Bayer CropScience, through its North American Bee Care Program, announces Healthy Hives 2020 — an initiative focused on finding tangible solutions that will improve the health of honeybee colonies in the United States in the next five years.
“While the overall number of honeybee colonies in North America is increasing, they are being impacted by a wide range of factors, including disease, lack of forage and invasive pests like the Varroa mite, among other major stressors,” says David Fischer, Bayer CropScience director of pollinator safety. “The goal of Healthy Hives 2020 is to define the current status of honeybee health in the U.S. and establish priorities with measurable goals to improve the health of honeybees through collaboration with some of the country’s most recognized pollinator health experts.”
The initiative brings together a cross-section of bee health stakeholders including academia, government, agriculture, business and the beekeeping community to:
- Better quantify the characteristics of a healthy honeybee hive.
- Enhance collaboration, communication and partnerships to address honeybee health issues.
- Identify and develop tangible solutions that will improve colony health.

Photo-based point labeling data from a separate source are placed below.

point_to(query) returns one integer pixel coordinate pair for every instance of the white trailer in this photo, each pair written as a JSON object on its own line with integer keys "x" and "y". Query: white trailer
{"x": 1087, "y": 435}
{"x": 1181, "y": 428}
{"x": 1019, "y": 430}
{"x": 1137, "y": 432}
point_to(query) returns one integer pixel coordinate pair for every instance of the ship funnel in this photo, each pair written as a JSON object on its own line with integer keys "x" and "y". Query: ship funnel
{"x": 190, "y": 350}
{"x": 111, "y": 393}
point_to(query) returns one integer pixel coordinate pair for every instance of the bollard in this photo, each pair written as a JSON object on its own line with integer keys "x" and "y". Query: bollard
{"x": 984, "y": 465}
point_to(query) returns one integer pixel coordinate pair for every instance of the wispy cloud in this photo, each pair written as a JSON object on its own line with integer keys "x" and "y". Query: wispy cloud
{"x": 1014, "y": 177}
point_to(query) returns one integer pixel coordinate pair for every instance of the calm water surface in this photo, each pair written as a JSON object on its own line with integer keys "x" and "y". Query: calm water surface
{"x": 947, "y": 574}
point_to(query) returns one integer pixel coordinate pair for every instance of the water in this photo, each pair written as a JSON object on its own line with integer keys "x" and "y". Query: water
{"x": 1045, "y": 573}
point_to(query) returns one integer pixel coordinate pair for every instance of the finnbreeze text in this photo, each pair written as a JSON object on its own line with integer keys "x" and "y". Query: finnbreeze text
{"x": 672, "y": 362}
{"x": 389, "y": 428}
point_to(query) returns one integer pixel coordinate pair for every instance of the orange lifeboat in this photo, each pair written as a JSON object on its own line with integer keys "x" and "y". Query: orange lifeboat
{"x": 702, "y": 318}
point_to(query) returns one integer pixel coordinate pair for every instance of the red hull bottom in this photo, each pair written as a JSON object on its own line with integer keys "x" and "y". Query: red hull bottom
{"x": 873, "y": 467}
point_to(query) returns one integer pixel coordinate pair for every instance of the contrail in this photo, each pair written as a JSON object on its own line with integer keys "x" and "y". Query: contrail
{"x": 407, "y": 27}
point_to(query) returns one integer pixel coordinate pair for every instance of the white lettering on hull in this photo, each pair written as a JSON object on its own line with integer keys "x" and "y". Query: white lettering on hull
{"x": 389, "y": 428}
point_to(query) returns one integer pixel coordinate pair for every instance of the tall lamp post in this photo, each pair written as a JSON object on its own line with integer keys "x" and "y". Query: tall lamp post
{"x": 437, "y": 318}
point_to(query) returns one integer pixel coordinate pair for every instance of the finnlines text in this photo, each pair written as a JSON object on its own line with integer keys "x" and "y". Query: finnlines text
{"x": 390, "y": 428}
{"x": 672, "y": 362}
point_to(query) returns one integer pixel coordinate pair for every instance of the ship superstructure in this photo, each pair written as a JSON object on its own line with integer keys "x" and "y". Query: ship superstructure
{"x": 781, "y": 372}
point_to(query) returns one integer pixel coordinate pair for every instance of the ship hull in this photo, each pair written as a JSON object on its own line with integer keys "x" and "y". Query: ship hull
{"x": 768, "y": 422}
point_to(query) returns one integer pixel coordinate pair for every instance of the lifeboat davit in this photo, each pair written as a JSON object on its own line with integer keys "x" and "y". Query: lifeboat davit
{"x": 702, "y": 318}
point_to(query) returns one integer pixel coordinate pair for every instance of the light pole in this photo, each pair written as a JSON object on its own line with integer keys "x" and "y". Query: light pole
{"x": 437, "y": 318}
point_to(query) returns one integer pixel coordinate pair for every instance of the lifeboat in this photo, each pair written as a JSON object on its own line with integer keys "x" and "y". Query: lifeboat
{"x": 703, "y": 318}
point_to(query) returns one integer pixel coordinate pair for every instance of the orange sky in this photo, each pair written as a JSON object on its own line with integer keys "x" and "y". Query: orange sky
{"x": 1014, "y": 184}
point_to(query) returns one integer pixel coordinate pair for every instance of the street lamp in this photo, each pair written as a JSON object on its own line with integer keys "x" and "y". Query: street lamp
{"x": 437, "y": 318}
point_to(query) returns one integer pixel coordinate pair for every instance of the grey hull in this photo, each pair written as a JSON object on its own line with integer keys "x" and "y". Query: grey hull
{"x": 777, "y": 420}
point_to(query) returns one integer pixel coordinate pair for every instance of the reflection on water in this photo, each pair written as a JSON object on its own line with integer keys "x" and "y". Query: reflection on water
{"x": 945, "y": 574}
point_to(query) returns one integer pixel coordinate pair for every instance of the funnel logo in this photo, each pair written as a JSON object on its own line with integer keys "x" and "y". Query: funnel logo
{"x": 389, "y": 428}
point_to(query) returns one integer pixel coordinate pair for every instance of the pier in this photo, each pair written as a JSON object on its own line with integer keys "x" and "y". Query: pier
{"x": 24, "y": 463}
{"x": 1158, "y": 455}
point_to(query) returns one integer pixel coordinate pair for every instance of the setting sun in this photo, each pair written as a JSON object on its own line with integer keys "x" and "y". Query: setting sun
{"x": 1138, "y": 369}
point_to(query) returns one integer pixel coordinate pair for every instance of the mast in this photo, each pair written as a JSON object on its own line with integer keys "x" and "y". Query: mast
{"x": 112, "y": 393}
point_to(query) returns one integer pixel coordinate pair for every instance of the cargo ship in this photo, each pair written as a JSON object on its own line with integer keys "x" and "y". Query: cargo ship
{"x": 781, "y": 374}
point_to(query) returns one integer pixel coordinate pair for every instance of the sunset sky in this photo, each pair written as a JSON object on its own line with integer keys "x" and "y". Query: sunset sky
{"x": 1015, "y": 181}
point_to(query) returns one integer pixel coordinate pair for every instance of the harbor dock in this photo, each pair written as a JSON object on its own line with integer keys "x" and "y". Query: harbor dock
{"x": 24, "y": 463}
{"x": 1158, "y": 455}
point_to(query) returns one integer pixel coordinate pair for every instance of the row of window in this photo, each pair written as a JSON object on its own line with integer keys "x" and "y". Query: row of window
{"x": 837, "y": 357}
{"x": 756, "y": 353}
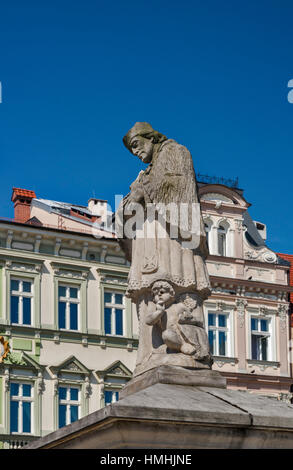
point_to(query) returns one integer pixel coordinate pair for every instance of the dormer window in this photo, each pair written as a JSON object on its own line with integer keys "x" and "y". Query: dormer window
{"x": 207, "y": 230}
{"x": 222, "y": 241}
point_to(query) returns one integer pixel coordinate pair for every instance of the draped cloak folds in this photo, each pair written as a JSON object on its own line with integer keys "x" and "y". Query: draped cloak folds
{"x": 169, "y": 178}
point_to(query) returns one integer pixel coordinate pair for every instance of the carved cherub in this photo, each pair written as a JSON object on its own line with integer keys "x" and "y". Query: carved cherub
{"x": 181, "y": 321}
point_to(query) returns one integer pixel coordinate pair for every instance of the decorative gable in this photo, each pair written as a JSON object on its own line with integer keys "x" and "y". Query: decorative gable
{"x": 115, "y": 370}
{"x": 72, "y": 366}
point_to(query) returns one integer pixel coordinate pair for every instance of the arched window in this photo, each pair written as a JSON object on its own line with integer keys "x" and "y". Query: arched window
{"x": 222, "y": 241}
{"x": 207, "y": 230}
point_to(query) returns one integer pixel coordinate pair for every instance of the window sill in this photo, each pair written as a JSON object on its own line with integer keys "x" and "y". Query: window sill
{"x": 257, "y": 362}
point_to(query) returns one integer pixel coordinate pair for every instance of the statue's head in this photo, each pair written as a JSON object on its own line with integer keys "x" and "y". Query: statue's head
{"x": 140, "y": 140}
{"x": 163, "y": 292}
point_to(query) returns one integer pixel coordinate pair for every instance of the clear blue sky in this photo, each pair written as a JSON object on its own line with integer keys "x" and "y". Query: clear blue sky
{"x": 213, "y": 75}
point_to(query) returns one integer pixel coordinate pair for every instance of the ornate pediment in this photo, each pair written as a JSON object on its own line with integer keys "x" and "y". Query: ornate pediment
{"x": 71, "y": 365}
{"x": 117, "y": 369}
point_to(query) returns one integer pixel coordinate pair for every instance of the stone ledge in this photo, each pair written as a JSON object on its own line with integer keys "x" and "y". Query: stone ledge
{"x": 174, "y": 375}
{"x": 179, "y": 416}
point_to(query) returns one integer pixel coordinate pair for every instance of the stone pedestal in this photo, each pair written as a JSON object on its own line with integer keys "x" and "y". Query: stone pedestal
{"x": 176, "y": 376}
{"x": 170, "y": 416}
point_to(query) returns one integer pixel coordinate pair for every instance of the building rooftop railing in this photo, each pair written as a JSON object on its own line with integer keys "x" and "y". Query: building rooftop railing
{"x": 89, "y": 231}
{"x": 231, "y": 182}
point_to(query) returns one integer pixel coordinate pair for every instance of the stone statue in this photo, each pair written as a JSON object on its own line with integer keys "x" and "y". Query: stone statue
{"x": 168, "y": 279}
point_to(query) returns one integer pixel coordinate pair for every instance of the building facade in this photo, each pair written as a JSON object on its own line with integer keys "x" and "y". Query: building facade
{"x": 247, "y": 314}
{"x": 65, "y": 323}
{"x": 69, "y": 335}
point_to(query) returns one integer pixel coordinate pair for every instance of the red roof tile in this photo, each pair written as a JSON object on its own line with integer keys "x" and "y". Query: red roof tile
{"x": 23, "y": 193}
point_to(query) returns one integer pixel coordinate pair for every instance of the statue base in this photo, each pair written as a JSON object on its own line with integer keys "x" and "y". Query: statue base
{"x": 168, "y": 416}
{"x": 174, "y": 375}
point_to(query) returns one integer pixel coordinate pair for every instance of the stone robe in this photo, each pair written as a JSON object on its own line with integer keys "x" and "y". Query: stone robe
{"x": 168, "y": 179}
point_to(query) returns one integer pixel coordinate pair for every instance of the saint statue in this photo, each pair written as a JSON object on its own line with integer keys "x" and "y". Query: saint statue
{"x": 168, "y": 279}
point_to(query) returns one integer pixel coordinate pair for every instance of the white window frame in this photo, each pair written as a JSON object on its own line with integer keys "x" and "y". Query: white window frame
{"x": 271, "y": 350}
{"x": 69, "y": 300}
{"x": 68, "y": 403}
{"x": 21, "y": 399}
{"x": 114, "y": 398}
{"x": 228, "y": 329}
{"x": 222, "y": 232}
{"x": 113, "y": 308}
{"x": 20, "y": 294}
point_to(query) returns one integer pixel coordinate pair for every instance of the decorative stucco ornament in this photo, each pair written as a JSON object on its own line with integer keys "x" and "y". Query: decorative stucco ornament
{"x": 4, "y": 349}
{"x": 168, "y": 279}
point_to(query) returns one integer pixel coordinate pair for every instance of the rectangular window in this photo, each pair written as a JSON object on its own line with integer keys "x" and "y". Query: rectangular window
{"x": 111, "y": 397}
{"x": 260, "y": 338}
{"x": 21, "y": 301}
{"x": 218, "y": 332}
{"x": 69, "y": 405}
{"x": 68, "y": 307}
{"x": 21, "y": 400}
{"x": 114, "y": 313}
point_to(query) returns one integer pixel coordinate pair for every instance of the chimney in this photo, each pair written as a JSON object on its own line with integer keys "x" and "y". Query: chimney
{"x": 98, "y": 207}
{"x": 22, "y": 199}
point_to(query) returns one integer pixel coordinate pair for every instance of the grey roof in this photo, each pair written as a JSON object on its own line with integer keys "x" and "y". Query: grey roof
{"x": 253, "y": 237}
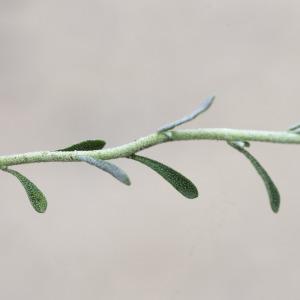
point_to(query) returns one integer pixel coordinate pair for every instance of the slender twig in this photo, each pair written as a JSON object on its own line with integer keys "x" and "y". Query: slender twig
{"x": 282, "y": 137}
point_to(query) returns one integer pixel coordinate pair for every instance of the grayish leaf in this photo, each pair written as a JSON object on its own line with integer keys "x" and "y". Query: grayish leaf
{"x": 108, "y": 167}
{"x": 205, "y": 105}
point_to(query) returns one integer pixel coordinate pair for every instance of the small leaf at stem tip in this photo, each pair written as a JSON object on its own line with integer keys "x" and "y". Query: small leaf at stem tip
{"x": 182, "y": 184}
{"x": 35, "y": 195}
{"x": 204, "y": 106}
{"x": 88, "y": 145}
{"x": 108, "y": 167}
{"x": 272, "y": 190}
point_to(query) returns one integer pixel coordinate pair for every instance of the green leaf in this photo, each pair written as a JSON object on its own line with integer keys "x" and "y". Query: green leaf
{"x": 272, "y": 190}
{"x": 88, "y": 145}
{"x": 295, "y": 128}
{"x": 108, "y": 167}
{"x": 182, "y": 184}
{"x": 35, "y": 195}
{"x": 204, "y": 106}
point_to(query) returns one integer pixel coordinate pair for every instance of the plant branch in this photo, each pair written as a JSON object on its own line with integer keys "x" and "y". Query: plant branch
{"x": 218, "y": 134}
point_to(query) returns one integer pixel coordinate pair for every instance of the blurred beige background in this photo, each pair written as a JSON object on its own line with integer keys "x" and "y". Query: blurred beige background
{"x": 117, "y": 70}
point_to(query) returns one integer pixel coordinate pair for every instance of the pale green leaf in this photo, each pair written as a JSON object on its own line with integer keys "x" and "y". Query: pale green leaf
{"x": 272, "y": 190}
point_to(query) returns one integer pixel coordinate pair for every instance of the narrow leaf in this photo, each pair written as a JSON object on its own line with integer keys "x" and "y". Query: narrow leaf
{"x": 88, "y": 145}
{"x": 182, "y": 184}
{"x": 35, "y": 195}
{"x": 295, "y": 128}
{"x": 272, "y": 190}
{"x": 108, "y": 167}
{"x": 205, "y": 105}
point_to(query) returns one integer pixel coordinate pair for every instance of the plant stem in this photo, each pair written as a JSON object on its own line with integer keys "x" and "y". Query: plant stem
{"x": 219, "y": 134}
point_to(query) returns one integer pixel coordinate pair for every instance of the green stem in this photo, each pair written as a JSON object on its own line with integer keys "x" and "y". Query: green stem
{"x": 283, "y": 137}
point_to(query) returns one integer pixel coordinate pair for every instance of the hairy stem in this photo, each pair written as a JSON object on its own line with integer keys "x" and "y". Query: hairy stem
{"x": 219, "y": 134}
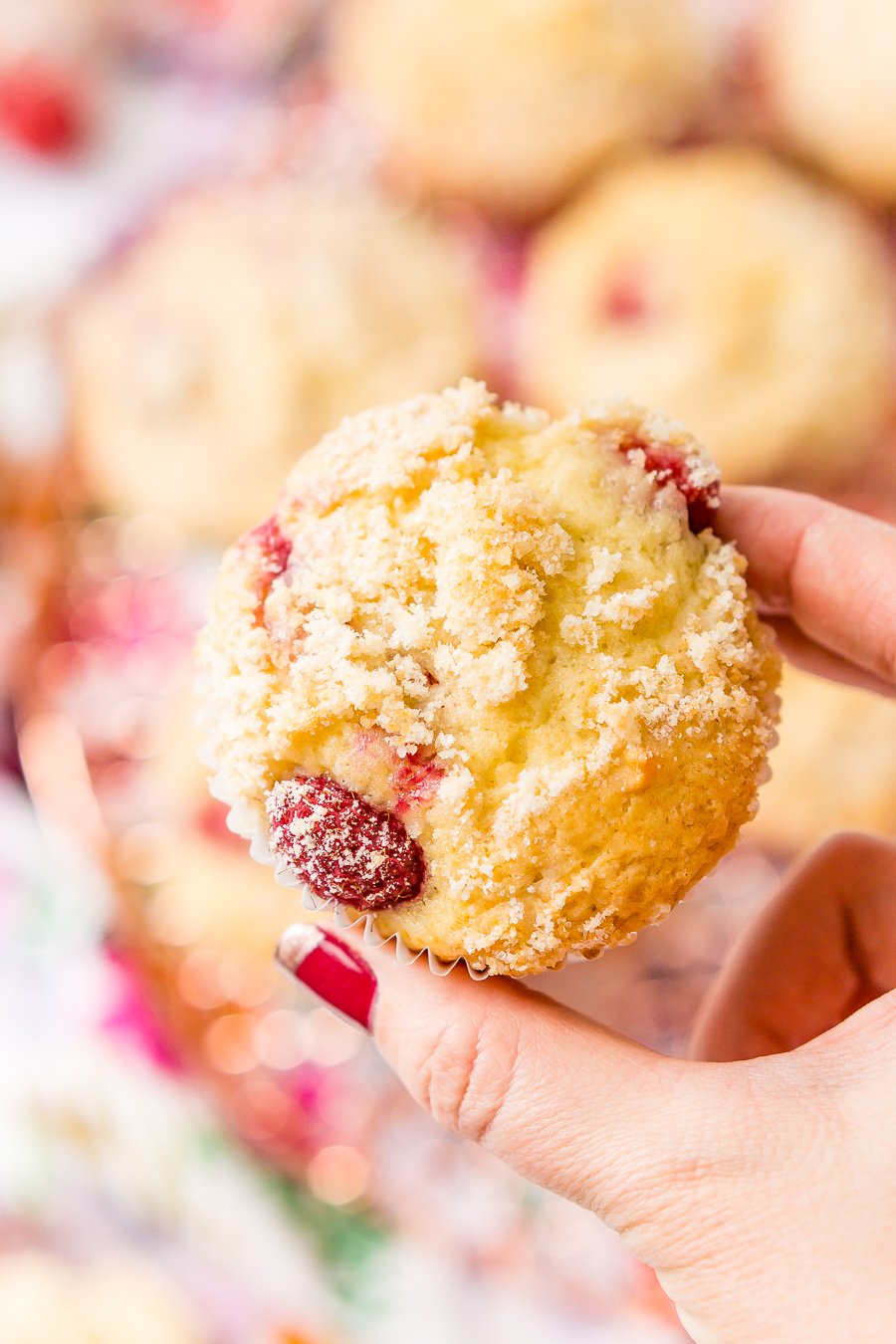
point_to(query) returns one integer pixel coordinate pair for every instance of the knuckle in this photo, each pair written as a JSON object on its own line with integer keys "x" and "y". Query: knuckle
{"x": 468, "y": 1074}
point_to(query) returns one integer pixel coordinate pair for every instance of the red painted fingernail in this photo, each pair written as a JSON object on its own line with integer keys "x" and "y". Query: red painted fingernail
{"x": 331, "y": 970}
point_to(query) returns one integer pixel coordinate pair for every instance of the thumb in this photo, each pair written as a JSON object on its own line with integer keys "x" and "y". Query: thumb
{"x": 571, "y": 1105}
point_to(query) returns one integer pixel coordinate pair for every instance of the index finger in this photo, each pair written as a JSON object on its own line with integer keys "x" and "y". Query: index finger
{"x": 830, "y": 570}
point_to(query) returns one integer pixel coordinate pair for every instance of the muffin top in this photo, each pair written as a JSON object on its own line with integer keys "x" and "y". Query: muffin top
{"x": 829, "y": 69}
{"x": 491, "y": 676}
{"x": 729, "y": 291}
{"x": 510, "y": 103}
{"x": 246, "y": 322}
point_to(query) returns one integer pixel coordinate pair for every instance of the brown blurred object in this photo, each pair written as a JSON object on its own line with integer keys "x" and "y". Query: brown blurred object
{"x": 833, "y": 769}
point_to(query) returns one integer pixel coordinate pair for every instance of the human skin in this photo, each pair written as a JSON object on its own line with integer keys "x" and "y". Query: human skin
{"x": 760, "y": 1176}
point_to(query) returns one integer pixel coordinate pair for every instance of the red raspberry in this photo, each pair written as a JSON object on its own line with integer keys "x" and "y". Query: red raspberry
{"x": 666, "y": 465}
{"x": 42, "y": 108}
{"x": 341, "y": 845}
{"x": 415, "y": 782}
{"x": 625, "y": 303}
{"x": 276, "y": 552}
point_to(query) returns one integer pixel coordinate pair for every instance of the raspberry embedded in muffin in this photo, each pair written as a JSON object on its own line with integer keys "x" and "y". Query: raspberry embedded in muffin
{"x": 745, "y": 299}
{"x": 511, "y": 703}
{"x": 341, "y": 845}
{"x": 697, "y": 486}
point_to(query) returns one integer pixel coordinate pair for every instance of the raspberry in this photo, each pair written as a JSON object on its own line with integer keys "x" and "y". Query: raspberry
{"x": 623, "y": 303}
{"x": 415, "y": 782}
{"x": 668, "y": 467}
{"x": 276, "y": 552}
{"x": 341, "y": 845}
{"x": 42, "y": 108}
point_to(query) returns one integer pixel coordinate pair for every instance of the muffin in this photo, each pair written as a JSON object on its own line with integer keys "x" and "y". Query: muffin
{"x": 729, "y": 292}
{"x": 241, "y": 327}
{"x": 834, "y": 768}
{"x": 491, "y": 679}
{"x": 829, "y": 77}
{"x": 510, "y": 105}
{"x": 118, "y": 1297}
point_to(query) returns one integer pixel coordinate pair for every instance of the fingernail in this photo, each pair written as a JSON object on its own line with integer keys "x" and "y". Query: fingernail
{"x": 331, "y": 970}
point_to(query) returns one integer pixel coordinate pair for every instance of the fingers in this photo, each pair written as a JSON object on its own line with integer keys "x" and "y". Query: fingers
{"x": 821, "y": 949}
{"x": 572, "y": 1106}
{"x": 813, "y": 657}
{"x": 829, "y": 570}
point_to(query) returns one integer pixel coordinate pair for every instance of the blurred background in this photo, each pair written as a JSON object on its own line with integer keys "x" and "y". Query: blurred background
{"x": 223, "y": 226}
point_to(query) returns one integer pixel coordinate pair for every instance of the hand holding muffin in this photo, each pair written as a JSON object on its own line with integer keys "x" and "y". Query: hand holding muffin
{"x": 711, "y": 1172}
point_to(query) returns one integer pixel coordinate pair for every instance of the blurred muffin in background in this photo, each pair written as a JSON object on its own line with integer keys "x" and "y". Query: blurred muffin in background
{"x": 830, "y": 80}
{"x": 234, "y": 37}
{"x": 833, "y": 769}
{"x": 731, "y": 293}
{"x": 247, "y": 322}
{"x": 113, "y": 1298}
{"x": 200, "y": 921}
{"x": 507, "y": 104}
{"x": 53, "y": 68}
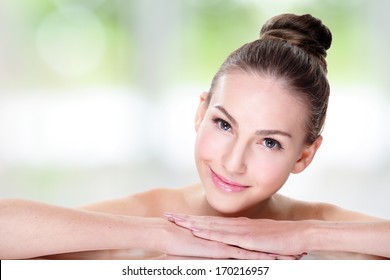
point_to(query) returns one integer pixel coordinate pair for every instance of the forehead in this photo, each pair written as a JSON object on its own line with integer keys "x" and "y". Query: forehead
{"x": 265, "y": 100}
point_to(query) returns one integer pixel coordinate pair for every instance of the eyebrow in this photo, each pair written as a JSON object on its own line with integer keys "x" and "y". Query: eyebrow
{"x": 262, "y": 132}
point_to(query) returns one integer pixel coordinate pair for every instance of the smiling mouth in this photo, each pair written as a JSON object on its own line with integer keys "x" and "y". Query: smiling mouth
{"x": 226, "y": 185}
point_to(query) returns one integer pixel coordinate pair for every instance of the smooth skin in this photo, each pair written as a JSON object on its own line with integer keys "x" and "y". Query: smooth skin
{"x": 250, "y": 138}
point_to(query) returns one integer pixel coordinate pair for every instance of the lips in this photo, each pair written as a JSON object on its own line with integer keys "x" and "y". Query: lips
{"x": 226, "y": 185}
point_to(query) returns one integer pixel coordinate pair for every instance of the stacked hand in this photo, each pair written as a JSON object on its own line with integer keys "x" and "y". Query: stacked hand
{"x": 273, "y": 239}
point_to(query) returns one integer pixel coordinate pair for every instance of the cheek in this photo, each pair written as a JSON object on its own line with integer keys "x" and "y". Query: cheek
{"x": 271, "y": 171}
{"x": 206, "y": 146}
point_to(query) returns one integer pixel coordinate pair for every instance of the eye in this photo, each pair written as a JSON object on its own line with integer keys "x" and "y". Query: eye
{"x": 272, "y": 144}
{"x": 224, "y": 125}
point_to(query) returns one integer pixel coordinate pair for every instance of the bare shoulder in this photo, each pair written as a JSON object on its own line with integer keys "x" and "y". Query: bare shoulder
{"x": 150, "y": 203}
{"x": 304, "y": 210}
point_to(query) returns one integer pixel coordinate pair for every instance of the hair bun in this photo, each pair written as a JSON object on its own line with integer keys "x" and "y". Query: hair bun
{"x": 305, "y": 32}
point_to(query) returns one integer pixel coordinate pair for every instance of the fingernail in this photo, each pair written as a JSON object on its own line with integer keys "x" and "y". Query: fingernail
{"x": 194, "y": 229}
{"x": 173, "y": 218}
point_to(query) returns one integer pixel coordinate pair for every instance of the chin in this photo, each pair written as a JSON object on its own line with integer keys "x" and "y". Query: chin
{"x": 225, "y": 208}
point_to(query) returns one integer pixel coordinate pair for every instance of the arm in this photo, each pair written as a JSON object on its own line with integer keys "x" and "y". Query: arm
{"x": 30, "y": 229}
{"x": 292, "y": 237}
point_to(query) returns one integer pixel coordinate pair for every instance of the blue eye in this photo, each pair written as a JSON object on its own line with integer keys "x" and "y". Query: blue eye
{"x": 225, "y": 126}
{"x": 272, "y": 144}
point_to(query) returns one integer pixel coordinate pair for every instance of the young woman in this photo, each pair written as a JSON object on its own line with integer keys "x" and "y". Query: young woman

To get this discussion started, Bayer CropScience will host a two-day workshop June 2-3 with the goal of determining present honeybee health conditions and setting three tangible and assessable initiatives to improve honeybee health by the year 2020. The best ideas from the inaugural meeting will become part of an action plan that will include sponsored research through collaborations with various organizations, as well as research conducted directly by the North American Bayer Bee Care Center.
While the Healthy Hives 2020 council members will work to find solutions to improve honeybee health long-term, Bayer is also working to tackle one of the major issues facing pollinators today — lack of forage. Its Feed a Bee initiative works with individuals and organizations across the country to grow 50 million flowers and to increase bee forage areas.